Asperges - Deze door velen zeer gewaardeerde groente, bestaat uit de vervormde bladeren van de asperge (Asparagus officinale), een plant die tot de Lelieachtige gewassen gerekend wordt. De jonge loten worden onder het zand bedolven, het zonlicht kan hierdoor op de bladkleurstof niet inwerken. Bladgroen wordt daardoor niet gevormd, de gele kleurstof (xanthophyl) kan zich niet in de groene kleur (de chlorophyl) transformeeren, omdat voor deze omzetting de medewerking van het zonlicht een allereerste vereischte is. Niet alleen de bladkleurstof ontwikkelt zich hierdoor in abnormale richting, maar ook andere verbindingen ondergaan wijziging.

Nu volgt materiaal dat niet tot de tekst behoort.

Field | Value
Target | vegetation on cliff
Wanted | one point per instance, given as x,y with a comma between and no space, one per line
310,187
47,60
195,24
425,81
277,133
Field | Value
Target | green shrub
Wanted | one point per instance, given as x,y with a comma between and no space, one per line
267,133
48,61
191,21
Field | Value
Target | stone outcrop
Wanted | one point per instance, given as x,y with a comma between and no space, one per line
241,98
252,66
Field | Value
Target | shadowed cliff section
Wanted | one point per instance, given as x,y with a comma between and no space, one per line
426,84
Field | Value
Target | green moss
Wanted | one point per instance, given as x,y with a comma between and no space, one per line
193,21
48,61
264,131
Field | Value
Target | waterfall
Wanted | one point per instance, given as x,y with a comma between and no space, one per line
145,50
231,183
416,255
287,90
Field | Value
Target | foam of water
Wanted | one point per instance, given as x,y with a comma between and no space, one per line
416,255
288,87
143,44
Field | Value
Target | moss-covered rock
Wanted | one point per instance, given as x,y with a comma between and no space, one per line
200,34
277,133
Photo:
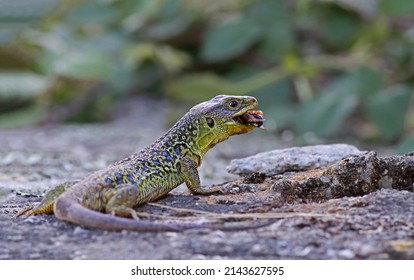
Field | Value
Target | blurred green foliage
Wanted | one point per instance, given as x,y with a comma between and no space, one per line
322,69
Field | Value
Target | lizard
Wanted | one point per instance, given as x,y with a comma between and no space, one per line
106,198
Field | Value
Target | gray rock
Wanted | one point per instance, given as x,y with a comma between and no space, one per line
291,159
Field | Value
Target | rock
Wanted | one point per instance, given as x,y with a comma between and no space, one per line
356,175
291,159
398,172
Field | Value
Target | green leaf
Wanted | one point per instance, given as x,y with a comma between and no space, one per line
195,88
22,117
83,65
362,83
21,84
340,30
229,39
325,114
388,109
275,21
396,8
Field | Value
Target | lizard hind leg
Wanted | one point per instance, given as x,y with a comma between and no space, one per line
123,198
46,205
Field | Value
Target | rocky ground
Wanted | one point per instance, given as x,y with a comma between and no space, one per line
374,222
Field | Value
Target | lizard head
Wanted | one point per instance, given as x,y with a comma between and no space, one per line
224,116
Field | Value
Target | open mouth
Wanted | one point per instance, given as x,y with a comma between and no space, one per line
251,117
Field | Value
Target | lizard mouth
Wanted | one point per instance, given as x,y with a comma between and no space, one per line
250,117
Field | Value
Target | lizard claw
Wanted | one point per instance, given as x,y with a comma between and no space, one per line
27,212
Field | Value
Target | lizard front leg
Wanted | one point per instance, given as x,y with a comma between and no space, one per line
46,205
192,179
123,198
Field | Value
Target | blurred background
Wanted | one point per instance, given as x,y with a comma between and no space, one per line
322,70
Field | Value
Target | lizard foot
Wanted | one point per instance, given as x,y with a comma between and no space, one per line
27,212
124,211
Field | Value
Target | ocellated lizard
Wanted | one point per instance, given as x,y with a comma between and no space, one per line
152,172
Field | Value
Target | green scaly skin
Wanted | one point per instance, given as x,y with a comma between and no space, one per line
150,173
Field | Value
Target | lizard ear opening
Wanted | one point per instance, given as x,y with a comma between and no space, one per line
210,122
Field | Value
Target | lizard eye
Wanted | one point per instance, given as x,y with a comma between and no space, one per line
210,122
233,104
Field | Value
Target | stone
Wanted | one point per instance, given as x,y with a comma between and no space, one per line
292,159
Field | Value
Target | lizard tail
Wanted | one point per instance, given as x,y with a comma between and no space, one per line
67,208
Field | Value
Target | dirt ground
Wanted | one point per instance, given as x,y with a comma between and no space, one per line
379,225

Er wordt o.a. een zeer bijzonder eiwitsplitsingsproduct gevormd, het asparagine, dat zich bij voorkeur in het topje ophoopt en mede oorzaak is van het zeer bijzondere aroma waardoor deze delicatesse gekenmerkt wordt. De jonge plantjes worden uit zaad gekweekt en in het 3e jaar (in Maart) bedekt men ze met een zandlaag van ongeveer een halven meter. De jonge spruiten blijven daardoor roomwit. Zoodra zonnestralen op de loten kunnen inwerken, worden deze blauwgroen en hebben dan het grootste gedeelte van hun waarde verloren. Men wenscht geen gekleurde, maar witte asperges. Half April kan men beginnen met aspergesteken, waarvoor een apart soort mes gebruikt wordt. De oogst duurt tot ongeveer begin Juni, zoodat de steektijd 65 dagen duurt. Per H.A. kan men in gunstige gevallen ongeveer 4000 K.G. asperges oogsten.
Hieruit blijkt wel, dat wanneer de oogst overvloedig uitvalt, de asperge cultuur zeer loonend kan zijn. De plant vraagt hoogen zandgrond en onttrekt veel minerale zouten aan den bodem. De grond moet dus zwaar gemest worden (stalmest met kali). Veengrond kan oorzaak zijn, dat er wankleurige vlekken op de steel komen, waardoor het uiterlijk geschaad wordt. Na den oogst wordt de zandlaag weggegraven, de plant kan dan ongehinderd verder groeien. Op deze wijze kunnen van dezelfde plant gedurende 10 tot 15 jaar achtereen asperges gestoken worden. De spruiten worden op dikte gesorteerd en met raffia samengebonden. Het zijn de bekende „bossen” asperges.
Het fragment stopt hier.